PHP determines the type of the uploaded file

PHP has been writing PHP file upload code over the past few days to determine the type of files to be uploaded. the BUG has been fixed by itself. the only unsolved problem is:
Determine the type of the uploaded file. Most of the methods mentioned on the Internet are to determine the file extension or type ($ _ FILES ['file'] ['type']). However, if someone changes the extension, they can upload the file. So I do not use this method.
Later I found a function:

Function checkTitle ($ filename) // judge the file type {$ filename = ($ _ FILES ['file'] ['tmp _ name']); $ file = fopen ($ filename, "rb"); $ bin = fread ($ file, 2); // read-only 2 bytes fclose ($ file ); $ strInfo = @ unpack ("C2chars", $ bin); $ typeCode = intval ($ strInfo ['chars1']. $ strInfo ['chars2 ']); $ fileType = ''; switch ($ typeCode) {case 8075: $ fileType = 'Zip'; break; case 8297: $ fileType = 'rar '; break; case 255216: $ fileType = 'jpg'; break; case 7173: $ fileType = 'GIF'; break; case 6677: $ fileType = 'bmp '; break; case 13780: $ fileType = 'PNG'; break; default: $ fileType = 'unknown '. $ typeCode;} // Fixif ($ strInfo ['chars1'] = '-1' & $ strInfo ['chars2'] ='-40 ') {return 'jpg ';} if ($ strInfo ['chars1'] ='-119 '& $ strInfo ['chars2'] = '80 ') {return 'PNG ';} return $ fileType ;}

This function can determine the actual file type, but when I call the function, use:
Comment ');
If (! In_array (checkTitle ($ _ FILES ['file'] ['tmp _ name']) , $ Type) // determine the type of the uploaded file
{
// Prompt for incorrect file type
}
If it is $ _ FILES ['file'] ['name'], an error is returned, if it is $ _ FILES ['file'] ['tmp _ name'], the system will prompt that the file type is incorrect (even if the image and rarfile I uploaded are the same ), how can I write it correctly?

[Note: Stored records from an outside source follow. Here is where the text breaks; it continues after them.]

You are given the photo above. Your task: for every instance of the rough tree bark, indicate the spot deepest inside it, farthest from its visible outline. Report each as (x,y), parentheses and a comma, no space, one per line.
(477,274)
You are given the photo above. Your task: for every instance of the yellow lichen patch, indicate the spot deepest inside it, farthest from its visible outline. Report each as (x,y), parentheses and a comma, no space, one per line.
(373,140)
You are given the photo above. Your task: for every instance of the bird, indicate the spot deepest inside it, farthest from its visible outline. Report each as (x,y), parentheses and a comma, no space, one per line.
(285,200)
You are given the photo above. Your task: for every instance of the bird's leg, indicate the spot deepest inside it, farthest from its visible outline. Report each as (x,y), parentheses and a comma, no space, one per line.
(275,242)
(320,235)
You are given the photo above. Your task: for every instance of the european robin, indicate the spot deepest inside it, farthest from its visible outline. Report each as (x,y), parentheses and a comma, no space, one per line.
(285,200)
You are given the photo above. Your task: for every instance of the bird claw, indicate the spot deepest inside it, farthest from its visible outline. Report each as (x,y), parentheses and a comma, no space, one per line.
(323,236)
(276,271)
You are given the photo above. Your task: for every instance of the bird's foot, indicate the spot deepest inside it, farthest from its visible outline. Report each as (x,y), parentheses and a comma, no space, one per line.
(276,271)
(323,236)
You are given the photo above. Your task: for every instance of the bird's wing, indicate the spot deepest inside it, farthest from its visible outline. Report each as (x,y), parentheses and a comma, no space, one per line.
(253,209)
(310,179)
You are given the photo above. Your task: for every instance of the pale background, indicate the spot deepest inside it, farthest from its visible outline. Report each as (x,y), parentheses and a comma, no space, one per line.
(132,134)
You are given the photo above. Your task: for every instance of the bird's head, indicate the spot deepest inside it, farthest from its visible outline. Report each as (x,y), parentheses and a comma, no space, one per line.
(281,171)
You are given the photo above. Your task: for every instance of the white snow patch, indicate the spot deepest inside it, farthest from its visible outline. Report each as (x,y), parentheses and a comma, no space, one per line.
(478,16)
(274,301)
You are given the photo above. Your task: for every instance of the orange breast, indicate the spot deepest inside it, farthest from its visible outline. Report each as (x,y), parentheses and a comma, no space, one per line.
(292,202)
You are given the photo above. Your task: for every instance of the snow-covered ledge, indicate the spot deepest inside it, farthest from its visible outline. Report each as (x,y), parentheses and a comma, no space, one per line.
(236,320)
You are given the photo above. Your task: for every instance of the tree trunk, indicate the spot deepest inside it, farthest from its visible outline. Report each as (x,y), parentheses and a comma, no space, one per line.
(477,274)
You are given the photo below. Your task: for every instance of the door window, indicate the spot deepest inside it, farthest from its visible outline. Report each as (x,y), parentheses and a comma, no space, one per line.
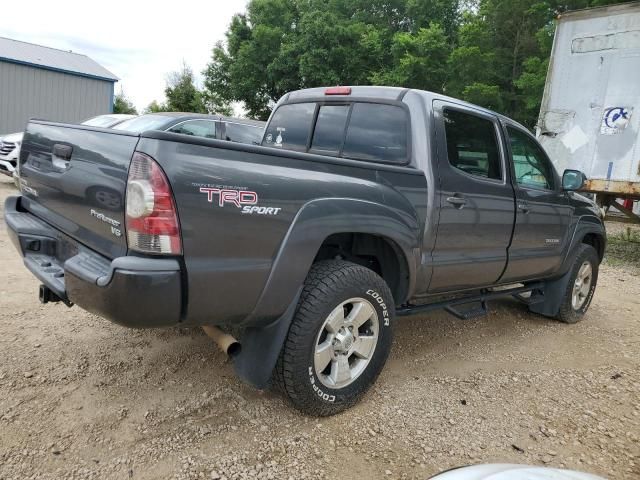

Reply to discussion (solution)

First print out the returned value of the checkTitle method.
How can I add $ filename = ($ _ FILES ['file'] ['tmp _ name']) in the checkTitle method?

1,
Function checkTitle ($ filename) // determines the file type
{
$ Filename = ($ _ FILES ['file'] ['tmp _ name']);
Ying writing

Function checkTitle ($ filename) // judge the file type {$ filename = $ filename ['tmp _ name']);

2,
If (! In_array (checkTitle ($ _ FILES ['file'] ['tmp _ name']), $ type) // you can specify the object type.
{
Ying writing

If (! In_array (checkTitle ($ _ FILES ['file']), $ type) // determines the type of the uploaded file {

Because you cannot assume that all form controls are named as files. what if they are other names?

1,
Function checkTitle ($ filename) // determines the file type
{
$ Filename = ($ _ FILES ['file'] ['tmp _ name']);
Ying writing

PHP code? 123 function checkTitle ($ filename) // judge the file type {$ filename = $ filename ['tmp _ n ......
The file uploaded in my form is called "file ":

First print out the returned value of the checkTitle method.
How can I add $ filename = ($ _ FILES ['file'] ['tmp _ name']) in the checkTitle method?
If I write $ filename = ($ _ FILES ['file'] ['name']), an error is returned, so I have to change the name to tmp_name.

Solved the problem by yourself:
1. because temporary files have not been moved yet, you can only use tmp_name. if you use name, you cannot obtain the result (the tmp_name file is on the server, and the name file is on the client );
2. the reason cannot be determined is that the values in array () have ".", and you can delete it:
Comment ');
(Because I started to use methods based on the extension, there are ".")
Now the file upload code is completely normal. In addition, I can see another code on the internet. take the first four digits of the file header and convert it to hexadecimal.